The M No Longer Stands for Music
Yes, MTV still exists. No, they barely show music videos. Yes, the internet did it. No, I would not watch a single episode of Just Tattoo of Us or Ex on the Beach at gunpoint. Yes, the classic logo is gone, along with most of what the logo used to mean. And yes, moving to pay-TV was probably the most catastrophic self-inflicted wound in the channel’s history—a decision that accelerated precisely the irrelevance it was presumably trying to avoid.
None of which changes what MTV actually accomplished. Michael Jackson, Madonna, A-ha—their global reach was substantially shaped by the channel when the music video was still the primary medium of pop culture transmission. The format existed before MTV, but MTV gave it a permanent home and made it matter in ways that turned regional artists into worldwide ones. That’s a real legacy, even if everything since has been Jersey Shore and its descendants.
On a more personal level, without the music TV era I wouldn’t have encountered Nora Tschirner—a presenter who came up through the German music channel scene in the late nineties and later became a genuinely good actress. She was formative in a way that’s hard to explain to anyone who didn’t grow up watching music television in that specific window. I owe the whole enterprise something for that, and I try to remember it whenever I’m tempted to just write MTV off entirely.
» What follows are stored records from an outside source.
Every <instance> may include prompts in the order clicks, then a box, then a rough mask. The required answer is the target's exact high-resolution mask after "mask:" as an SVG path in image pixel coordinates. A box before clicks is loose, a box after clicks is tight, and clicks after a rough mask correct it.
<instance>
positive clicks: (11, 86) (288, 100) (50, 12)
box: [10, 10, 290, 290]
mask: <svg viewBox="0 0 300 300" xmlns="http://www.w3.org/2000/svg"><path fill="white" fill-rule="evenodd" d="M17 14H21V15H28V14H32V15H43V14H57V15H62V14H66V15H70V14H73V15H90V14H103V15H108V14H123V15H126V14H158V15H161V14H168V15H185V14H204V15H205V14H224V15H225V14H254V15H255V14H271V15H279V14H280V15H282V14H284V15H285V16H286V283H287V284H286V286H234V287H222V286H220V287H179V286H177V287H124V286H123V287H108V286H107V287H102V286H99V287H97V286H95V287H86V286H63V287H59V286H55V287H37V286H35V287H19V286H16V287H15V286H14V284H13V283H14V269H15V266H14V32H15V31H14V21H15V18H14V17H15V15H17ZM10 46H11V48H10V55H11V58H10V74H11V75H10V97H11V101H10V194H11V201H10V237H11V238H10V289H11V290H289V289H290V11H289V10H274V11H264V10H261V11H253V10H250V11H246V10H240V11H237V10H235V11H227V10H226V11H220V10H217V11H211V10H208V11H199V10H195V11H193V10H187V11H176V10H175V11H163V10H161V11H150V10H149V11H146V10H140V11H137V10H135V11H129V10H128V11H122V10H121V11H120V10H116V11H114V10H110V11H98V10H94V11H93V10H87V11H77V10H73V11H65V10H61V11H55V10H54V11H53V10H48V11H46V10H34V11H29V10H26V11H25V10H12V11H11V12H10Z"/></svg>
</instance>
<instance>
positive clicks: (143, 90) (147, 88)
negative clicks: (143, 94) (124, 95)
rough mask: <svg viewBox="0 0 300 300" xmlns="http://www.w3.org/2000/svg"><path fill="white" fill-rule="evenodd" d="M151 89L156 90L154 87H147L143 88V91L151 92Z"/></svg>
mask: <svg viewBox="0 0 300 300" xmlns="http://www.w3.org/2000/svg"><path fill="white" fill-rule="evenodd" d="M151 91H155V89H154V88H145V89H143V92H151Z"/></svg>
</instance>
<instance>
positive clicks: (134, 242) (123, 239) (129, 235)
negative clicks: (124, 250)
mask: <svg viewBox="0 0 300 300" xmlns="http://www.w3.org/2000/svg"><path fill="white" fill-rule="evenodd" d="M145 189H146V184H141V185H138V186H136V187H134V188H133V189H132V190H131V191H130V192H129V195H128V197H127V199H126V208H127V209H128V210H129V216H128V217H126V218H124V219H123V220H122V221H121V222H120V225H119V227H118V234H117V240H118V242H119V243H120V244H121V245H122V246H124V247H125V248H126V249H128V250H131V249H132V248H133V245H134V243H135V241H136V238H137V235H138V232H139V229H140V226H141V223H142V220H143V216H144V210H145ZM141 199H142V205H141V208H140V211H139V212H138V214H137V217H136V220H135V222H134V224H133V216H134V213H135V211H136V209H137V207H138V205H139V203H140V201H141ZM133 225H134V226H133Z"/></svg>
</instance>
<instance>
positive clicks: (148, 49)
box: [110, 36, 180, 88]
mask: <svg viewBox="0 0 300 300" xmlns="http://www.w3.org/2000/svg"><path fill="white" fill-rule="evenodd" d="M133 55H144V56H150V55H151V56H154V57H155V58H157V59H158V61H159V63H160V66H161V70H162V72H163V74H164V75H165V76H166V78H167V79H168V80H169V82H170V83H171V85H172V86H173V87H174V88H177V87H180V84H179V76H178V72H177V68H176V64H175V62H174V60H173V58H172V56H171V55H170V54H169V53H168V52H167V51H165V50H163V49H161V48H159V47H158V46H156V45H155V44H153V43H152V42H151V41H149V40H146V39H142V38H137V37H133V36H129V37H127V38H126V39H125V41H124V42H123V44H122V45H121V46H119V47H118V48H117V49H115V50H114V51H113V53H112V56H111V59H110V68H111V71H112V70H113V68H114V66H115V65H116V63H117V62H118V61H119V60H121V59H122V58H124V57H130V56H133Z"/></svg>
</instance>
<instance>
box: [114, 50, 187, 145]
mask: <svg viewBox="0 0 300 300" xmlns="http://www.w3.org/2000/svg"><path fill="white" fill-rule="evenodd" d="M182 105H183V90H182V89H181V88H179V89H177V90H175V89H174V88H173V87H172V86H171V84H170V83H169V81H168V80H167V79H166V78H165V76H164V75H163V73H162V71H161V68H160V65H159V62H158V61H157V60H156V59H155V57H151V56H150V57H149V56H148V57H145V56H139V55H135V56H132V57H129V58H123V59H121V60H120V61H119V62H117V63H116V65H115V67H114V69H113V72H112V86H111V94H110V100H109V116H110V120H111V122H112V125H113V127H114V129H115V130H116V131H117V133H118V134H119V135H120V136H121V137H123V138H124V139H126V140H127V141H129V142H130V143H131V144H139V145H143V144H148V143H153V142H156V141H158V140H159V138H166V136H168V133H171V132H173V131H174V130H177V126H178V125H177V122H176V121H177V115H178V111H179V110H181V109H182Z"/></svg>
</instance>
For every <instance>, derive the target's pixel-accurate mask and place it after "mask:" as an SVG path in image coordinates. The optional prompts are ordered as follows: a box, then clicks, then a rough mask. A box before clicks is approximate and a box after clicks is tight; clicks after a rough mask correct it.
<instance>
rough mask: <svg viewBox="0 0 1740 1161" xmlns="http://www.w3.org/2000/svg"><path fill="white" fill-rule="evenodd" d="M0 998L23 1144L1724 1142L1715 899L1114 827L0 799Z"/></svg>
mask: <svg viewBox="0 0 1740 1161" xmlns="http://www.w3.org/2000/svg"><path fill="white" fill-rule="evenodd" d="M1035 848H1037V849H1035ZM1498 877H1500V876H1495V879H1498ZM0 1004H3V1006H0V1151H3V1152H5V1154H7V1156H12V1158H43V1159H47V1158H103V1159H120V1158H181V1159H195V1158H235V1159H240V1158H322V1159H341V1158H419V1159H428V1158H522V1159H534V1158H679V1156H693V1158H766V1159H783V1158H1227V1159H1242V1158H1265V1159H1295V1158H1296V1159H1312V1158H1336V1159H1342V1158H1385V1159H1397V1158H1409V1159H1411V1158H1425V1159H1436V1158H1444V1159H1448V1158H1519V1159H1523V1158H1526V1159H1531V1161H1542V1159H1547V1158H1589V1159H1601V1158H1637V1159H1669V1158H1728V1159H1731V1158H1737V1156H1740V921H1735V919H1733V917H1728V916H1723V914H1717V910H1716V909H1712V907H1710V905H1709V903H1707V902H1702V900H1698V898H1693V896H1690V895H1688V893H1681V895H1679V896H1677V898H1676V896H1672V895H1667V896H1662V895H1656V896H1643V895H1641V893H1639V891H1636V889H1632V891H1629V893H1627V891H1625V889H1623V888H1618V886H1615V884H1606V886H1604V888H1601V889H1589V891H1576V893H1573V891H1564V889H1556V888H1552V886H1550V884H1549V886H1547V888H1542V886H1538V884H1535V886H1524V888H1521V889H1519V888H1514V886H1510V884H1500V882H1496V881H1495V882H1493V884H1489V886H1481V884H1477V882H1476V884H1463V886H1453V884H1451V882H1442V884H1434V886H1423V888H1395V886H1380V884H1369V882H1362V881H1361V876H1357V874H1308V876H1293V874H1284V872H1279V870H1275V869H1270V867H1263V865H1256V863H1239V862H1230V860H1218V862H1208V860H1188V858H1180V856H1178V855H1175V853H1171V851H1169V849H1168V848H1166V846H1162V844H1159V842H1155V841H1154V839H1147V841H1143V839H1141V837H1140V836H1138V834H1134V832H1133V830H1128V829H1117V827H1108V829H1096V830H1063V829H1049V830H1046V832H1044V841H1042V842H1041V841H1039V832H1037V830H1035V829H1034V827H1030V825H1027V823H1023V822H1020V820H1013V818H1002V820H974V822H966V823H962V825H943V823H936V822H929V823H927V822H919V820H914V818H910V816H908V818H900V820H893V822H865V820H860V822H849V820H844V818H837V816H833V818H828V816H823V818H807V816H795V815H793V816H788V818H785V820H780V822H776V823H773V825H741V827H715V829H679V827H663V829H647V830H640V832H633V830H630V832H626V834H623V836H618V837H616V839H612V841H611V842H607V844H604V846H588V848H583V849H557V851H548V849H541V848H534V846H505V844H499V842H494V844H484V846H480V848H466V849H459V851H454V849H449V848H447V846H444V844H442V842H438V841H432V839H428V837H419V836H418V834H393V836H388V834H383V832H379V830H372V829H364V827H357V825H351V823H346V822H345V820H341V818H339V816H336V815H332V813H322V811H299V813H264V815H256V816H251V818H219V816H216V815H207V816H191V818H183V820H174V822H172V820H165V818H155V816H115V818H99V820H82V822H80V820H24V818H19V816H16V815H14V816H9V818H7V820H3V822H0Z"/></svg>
Puma released a collab with the brand—an RS-X sneaker and matching streetwear range that pulls on the visual language of nineties music television: future-retro palette, neon against grey, chunky sole and aggressive color. Whether a shoe fixes anything about what happened to the channel is not the point. Sometimes you just want to wear the logo of something that used to mean something, and sit with whatever that feeling is.